In Paul’s dealing with Gentiles, circumcision most likely referred to ritual conversion to Judaism, which the Talmud called the “Eighteen Measures” (not the Eighteen Truths). Ritual conversion required, amongst other things, circumcision and was concluded with immersion; following immersion the convert was “born again as a Jew.”

These are a few of the examples I came across (new truth!) that helped me put aside nagging vestiges of WCG doctrinal baggage.

(Note: rabbi, Judaism, etc, were words of convenience; in the first century these terms were anachronisms.)
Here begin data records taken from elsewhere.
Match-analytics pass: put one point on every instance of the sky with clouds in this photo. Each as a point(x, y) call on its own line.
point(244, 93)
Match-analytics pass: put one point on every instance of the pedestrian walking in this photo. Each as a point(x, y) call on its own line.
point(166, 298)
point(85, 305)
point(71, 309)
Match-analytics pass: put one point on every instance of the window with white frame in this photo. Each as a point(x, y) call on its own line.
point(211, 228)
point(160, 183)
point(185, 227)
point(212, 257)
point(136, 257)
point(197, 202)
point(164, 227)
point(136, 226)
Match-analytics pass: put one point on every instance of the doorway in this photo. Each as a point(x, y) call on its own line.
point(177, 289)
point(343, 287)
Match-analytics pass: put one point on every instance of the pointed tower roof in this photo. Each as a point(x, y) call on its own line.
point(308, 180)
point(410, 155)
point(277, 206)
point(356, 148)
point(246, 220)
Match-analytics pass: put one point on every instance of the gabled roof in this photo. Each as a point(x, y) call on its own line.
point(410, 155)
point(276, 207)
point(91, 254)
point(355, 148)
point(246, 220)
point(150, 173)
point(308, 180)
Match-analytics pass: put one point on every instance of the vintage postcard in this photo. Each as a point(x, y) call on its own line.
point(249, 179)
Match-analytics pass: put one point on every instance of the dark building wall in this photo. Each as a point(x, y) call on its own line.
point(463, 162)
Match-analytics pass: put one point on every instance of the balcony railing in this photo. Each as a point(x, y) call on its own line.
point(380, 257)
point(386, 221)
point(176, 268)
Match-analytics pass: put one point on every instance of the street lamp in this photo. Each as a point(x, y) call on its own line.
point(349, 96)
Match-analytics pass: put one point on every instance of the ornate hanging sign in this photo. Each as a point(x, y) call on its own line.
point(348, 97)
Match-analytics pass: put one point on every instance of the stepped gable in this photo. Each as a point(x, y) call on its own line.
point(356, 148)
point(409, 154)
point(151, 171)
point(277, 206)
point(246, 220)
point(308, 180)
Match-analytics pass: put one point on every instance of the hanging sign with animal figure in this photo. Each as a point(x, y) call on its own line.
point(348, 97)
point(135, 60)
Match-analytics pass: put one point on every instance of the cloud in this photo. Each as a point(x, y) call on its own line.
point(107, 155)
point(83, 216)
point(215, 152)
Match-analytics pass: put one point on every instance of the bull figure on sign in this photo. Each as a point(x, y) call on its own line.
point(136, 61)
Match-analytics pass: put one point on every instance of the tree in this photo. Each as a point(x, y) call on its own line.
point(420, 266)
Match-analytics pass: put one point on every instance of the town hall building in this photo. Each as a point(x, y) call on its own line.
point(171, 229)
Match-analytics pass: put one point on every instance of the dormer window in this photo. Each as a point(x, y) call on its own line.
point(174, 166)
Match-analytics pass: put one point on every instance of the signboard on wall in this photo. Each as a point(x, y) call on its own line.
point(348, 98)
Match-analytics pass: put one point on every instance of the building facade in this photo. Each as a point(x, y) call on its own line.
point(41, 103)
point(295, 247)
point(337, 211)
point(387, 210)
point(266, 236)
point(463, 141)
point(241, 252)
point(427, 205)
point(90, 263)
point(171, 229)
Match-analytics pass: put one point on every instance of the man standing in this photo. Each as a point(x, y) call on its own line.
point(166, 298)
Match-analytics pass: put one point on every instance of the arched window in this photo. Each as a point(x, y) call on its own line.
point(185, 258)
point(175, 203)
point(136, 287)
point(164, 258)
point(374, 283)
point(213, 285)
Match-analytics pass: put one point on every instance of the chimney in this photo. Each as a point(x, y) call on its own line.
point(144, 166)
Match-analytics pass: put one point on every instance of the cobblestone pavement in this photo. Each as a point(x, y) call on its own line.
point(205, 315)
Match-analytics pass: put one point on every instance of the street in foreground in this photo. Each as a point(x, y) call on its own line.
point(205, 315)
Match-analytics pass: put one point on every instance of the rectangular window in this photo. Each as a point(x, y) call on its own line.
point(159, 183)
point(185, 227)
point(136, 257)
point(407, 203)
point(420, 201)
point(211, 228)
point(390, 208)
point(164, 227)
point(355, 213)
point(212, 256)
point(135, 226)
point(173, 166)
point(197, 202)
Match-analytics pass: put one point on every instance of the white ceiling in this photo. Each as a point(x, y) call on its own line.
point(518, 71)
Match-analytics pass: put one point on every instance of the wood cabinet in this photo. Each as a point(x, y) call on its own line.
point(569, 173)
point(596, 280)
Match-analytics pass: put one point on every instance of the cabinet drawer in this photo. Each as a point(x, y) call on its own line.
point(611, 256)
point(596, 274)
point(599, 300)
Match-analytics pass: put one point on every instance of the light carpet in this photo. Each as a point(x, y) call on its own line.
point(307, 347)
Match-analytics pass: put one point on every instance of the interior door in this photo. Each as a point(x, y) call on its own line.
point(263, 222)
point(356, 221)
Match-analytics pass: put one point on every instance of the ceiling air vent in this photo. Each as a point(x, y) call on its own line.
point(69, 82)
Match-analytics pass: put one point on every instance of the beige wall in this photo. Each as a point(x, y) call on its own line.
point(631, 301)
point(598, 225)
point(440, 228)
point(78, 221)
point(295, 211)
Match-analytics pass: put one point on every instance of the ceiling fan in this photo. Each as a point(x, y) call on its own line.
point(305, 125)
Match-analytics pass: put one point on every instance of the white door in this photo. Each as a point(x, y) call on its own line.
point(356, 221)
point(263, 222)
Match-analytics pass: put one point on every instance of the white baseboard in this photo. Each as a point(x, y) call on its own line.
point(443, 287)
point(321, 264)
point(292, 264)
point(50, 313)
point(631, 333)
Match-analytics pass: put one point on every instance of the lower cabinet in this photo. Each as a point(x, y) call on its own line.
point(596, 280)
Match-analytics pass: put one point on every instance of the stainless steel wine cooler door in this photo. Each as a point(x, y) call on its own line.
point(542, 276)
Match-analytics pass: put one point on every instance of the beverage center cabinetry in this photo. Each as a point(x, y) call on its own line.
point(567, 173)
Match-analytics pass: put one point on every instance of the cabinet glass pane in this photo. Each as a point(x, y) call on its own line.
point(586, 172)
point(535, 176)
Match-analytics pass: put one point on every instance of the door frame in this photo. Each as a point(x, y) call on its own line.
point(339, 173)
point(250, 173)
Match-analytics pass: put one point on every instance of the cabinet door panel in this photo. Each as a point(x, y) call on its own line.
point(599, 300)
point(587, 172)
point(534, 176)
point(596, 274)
When I first saw the first graphic on the PCG website,I felt it was just censoredbegging for this… And to borrow another line from the Simpsons, “If Flurry sues, we’ll claim Fair Use…”

herb ad

*Jesus answered, “I am the way and the truth and the life. No one comes to the Father except through me. -John 14:6

This includes Gerald Flurry and the other “wannabee apostles”

10 Replies to “A Word on the Talmud”

  1. HWA was wrong is not what his accolades would say. He is innocent of rape and a prophet. They honor him for molesting his daughter and making up bullshit stories for his sheep.

  2. You walk into these Armstrong church at your own risk, because you think it leads to the future; not a future that will be, but one that is promised to be. These churches have patterned themselves after every oppressive dictator who has ever planted the ripping imprint of a boot on the pages of history since the beginning of time. They have refinements, technological advancements, grand buildings, and a approach that makes way for the destruction of human freedom. But like every one of the Armstrong churches that preceded it, it has one iron rule: Logic is an enemy, and truth is a menace.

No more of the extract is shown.